US Defense Secretary Ashton Carter on Monday met controversial hardline Israeli Defence Minister Avigdor Lieberman for the first time, the Pentagon said, offering few details about the visit.
“They have had a good conversation,” said a senior US defense official with knowledge of the meeting.
It was Lieberman’s first foreign visit since being sworn in on May 30.
It comes with the United States and Israel in the process of negotiating a new 10-year defense aid pact to replace the current one, which expires in 2018 and grants the Jewish state more than $3 billion per year.
Lieberman’s appointment tilted Prime Minister Benjamin Netanyahu’s cabinet, already seen as among the most right-wing in Israeli history, even further to the right.

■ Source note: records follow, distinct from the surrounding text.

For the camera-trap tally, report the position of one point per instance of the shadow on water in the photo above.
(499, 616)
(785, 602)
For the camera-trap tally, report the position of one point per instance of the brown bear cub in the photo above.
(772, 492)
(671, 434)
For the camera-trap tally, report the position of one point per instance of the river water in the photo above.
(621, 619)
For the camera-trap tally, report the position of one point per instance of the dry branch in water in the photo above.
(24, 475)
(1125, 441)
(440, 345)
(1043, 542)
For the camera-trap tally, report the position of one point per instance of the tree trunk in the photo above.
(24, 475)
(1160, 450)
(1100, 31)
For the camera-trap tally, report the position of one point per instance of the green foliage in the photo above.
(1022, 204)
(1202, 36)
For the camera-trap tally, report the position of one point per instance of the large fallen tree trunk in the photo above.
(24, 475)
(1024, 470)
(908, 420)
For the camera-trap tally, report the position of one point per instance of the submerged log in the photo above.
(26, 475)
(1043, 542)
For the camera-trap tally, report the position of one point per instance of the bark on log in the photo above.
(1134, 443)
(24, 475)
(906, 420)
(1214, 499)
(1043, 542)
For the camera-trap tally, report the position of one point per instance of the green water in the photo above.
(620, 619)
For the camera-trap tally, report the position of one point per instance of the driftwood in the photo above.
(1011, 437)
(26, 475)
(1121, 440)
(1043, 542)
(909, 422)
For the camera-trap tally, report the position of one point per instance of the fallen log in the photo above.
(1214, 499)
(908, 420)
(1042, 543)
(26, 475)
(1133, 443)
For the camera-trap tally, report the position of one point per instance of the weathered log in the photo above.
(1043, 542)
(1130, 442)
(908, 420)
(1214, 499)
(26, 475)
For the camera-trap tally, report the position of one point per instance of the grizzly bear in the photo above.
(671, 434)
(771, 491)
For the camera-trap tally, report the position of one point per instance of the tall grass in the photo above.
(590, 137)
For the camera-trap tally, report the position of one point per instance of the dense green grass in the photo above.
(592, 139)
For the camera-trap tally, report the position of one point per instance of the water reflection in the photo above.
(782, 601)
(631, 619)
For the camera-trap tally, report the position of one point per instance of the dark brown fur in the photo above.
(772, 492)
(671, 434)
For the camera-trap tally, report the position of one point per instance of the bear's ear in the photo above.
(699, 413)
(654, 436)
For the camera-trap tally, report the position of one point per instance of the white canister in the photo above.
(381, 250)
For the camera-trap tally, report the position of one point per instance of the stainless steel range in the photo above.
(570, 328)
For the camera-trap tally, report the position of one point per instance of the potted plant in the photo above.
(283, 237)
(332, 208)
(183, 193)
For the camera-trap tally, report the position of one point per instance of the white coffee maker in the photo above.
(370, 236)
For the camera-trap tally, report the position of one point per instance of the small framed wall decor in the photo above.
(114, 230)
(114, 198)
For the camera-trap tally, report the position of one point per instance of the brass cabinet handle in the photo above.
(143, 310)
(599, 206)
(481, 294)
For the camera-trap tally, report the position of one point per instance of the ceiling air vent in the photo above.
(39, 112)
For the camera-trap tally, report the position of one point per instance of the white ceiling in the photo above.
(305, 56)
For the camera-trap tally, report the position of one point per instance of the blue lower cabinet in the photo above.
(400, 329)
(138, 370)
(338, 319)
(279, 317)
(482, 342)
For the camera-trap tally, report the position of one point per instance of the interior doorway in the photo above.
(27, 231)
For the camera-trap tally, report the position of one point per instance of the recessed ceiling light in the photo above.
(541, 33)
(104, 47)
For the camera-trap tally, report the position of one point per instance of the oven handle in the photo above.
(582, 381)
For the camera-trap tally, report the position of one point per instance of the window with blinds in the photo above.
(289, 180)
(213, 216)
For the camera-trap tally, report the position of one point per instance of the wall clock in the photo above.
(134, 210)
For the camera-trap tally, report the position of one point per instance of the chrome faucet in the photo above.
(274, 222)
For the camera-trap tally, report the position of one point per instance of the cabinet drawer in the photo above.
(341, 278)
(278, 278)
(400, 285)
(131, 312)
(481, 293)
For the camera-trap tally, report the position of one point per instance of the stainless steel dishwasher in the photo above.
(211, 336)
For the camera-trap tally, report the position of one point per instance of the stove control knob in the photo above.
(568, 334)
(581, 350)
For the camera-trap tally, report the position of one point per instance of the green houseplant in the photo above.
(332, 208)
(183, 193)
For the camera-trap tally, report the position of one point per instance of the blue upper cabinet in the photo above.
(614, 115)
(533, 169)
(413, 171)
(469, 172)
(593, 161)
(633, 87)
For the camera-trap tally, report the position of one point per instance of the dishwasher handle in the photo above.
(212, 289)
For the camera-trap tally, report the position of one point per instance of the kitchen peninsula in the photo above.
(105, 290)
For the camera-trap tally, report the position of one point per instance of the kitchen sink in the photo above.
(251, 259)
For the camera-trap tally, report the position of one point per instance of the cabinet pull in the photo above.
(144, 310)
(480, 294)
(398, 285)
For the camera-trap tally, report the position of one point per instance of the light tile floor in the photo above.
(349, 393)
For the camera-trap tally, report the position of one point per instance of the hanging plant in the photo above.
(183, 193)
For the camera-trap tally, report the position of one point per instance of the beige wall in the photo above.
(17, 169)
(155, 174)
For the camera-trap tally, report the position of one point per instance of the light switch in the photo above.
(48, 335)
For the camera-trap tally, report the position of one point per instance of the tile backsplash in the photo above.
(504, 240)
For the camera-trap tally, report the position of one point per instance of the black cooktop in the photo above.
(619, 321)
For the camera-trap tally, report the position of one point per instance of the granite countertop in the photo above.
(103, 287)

He has in the past spoken of harsh measures against Palestinian “terrorists.”
Following Lieberman’s nomination, US State Department spokesman Mark Toner, in a rare comment on Israeli internal politics, said the Jewish state’s new ruling coalition raised “legitimate questions” over Israel’s commitment to a two-state solution in its conflict with the Palestinians.
But Netanyahu and Lieberman both have sought to allay concerns over the appointment, saying they are committed to peace and the two-state solution.
On Wednesday, Lieberman is due to attend a ceremony in Dallas marking the development of US defense firm Lockheed Martin’s F-35 fighter jet, which Israel is purchasing, and tour a factory of Israeli weapons manufacturer Elbit Systems.
Israel has so far ordered a total of 33 F-35s and will be the only country in the Middle East to have the jet, which the US military is just beginning to use after years of delays and technical problems.
A Pentagon statement said Carter and Lieberman had “reaffirmed the strength of the US-Israeli defense relationship and the United States’ unwavering commitment to Israel’s security.”
The pair discussed “regional security challenges in the Middle East and areas of mutual defense cooperation,” the Pentagon said.